L’art d’écrire ouvrait brutalement sur un département des aberrations et dans cette série d’adresses hétérogènes j’ai immédiatement perçu le poids d’un livre où la vie s’importait dans le politique. La vie de qui ? Celle qui signera deux livres éponymes (1) dont le titre semble une réponse tardive à un Reverdy qui savait que comme le poisson la poésie pourrit par la tête ?  
 
Si le seul problème avec les sons c’est la musique, pour Nadine Agostini, c’est l’anaphore, cette répétition du même mot en tête de phrases ou membres de phrases. Tarte à la crème des techniques d’ateliers d’écriture et consolation des bègues, elle passe outre et s’en empare. Revisitant Pérec et son génial prédécesseur américain, elle se branche ailleurs et monte son propre film. Litanie ou pas, on y va. Le ressassement radote. Mais ici, l’entame, contrairement à celle des pièces de boucherie ne recoud rien : 
« Tu ne peux pas  savoir ce qu’il y a dans ma tête, ce que j’ai fait entrer dans ma tête tu ne peux pas savoir ce qui est entré dans ma tête avec ma permission ou tout seul tu ne peux pas savoir tu ne peux pas savoir comment je pense tant que tu n’as pas dans ta tête ce qu’il y a dans la mienne tu ne peux rien savoir tu ne peux pas penser comme moi tu ne peux pas penser comme moi tant que », l’ouverture litanique où le « tu » énonciateur bégayant bascule du sujet masculin (« avec ma permission ou tout seul ») à un marqueur féminin (tant que « tu n’es pas issue d’une femme qui n’est pas issue d’aucune femme » « tu n’es pas issue d’un homme qui n’avait plus de père ») amorce l’embrouille. C’est dans un apparent respect des règles grammaticales que s’opère syntaxiquement un trouble dans le genre et les usages. 
 
Le négatif répétitif (tu n’es pas, tu n’as pas) bétonnant l’être et l’avoir s’entrecoupe d’énoncés saugrenus « tu manges des trucs de la mer en coquille » « tu n’as pas aimé un tatoueur alcoolique » « tu comprends ce que signifie structuralisme et conceptuel »… 
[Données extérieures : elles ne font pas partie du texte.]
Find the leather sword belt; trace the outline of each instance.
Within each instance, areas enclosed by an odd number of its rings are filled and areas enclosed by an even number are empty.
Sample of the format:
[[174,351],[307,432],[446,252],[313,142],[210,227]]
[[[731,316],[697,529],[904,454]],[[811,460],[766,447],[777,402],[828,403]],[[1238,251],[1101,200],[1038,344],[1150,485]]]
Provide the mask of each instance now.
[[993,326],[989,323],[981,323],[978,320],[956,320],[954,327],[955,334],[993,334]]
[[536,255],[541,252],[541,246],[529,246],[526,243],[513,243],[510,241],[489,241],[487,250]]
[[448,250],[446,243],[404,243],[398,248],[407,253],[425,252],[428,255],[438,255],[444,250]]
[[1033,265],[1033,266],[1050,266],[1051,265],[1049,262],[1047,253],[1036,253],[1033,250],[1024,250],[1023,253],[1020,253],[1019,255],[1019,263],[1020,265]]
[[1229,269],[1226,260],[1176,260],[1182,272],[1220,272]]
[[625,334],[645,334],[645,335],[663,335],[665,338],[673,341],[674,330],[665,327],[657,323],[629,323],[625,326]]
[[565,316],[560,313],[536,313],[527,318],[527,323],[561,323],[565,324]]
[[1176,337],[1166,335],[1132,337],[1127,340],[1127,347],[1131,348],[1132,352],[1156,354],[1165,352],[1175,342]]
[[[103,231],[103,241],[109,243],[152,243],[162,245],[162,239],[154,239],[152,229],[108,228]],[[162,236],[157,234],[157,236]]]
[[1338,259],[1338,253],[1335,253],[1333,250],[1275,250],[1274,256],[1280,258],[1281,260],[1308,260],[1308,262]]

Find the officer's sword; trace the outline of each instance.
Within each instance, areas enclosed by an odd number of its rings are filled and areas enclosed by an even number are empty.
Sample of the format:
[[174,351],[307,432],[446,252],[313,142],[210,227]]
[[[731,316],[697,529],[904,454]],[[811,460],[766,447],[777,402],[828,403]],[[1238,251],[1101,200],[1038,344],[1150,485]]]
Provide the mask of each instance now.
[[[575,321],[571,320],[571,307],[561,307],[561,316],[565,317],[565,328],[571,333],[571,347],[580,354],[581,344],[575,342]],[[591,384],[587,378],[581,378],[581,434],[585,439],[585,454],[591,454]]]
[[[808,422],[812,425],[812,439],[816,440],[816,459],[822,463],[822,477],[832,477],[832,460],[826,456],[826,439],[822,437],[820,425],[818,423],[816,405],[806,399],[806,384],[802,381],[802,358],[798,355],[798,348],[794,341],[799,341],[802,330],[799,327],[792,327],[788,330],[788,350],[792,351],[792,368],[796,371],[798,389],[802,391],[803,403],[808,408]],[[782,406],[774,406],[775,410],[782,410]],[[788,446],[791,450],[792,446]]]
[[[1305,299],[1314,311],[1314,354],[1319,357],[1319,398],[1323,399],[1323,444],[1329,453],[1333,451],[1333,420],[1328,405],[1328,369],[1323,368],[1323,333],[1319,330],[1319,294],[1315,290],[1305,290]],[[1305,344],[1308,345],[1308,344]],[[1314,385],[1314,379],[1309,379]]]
Dans la soupe nagent des livres lus (ou pas) (La peau, L’Enéide, Tendre jeudi) des films regardés (ou pas) (Niagara, The Misfits, Salo ou les 120 journées de Sodome), des expériences familiales apparemment dingues et pourtant partagées « tu n’as pas été élevée par une fausse mère vraie lesbienne née de père inconnu ». 
 
Si depuis Rimbaud je est un autre, chez Agostini tu brouille et disjoncte. Bananée en garçon elle est sa propre projectionniste, sachant pourtant que ce qui est difficile c’est de mettre du plat dans la profondeur. Ici, la transformation d’une expérience en langage donne une forme et informe. La mosaïque composée ne communique pas mais fait fonctionner des mondes. On peut avoir été amoureuse de Spiderman, Rahan ou Mandraque et ne jamais avoir cueilli de fraises ni ramassé de haricots verts. Ne jamais s’être accroupie la nuit avec des clochards ni été lavée dans une lessiveuse.  
 
La projection se poursuit dans le noir bienfaisant d’une salle où tous ont accès. Ici, la vie n’éclaire pas les textes mais c’est le texte (ses éclats recomposés) qui éclaire la vie. Dans un monde qui a défait les anciens repaires le drame se conjugue au comique et dans un dépotoir de séries causales les formes hétérogènes d’une cruauté scintillent sous le rire. 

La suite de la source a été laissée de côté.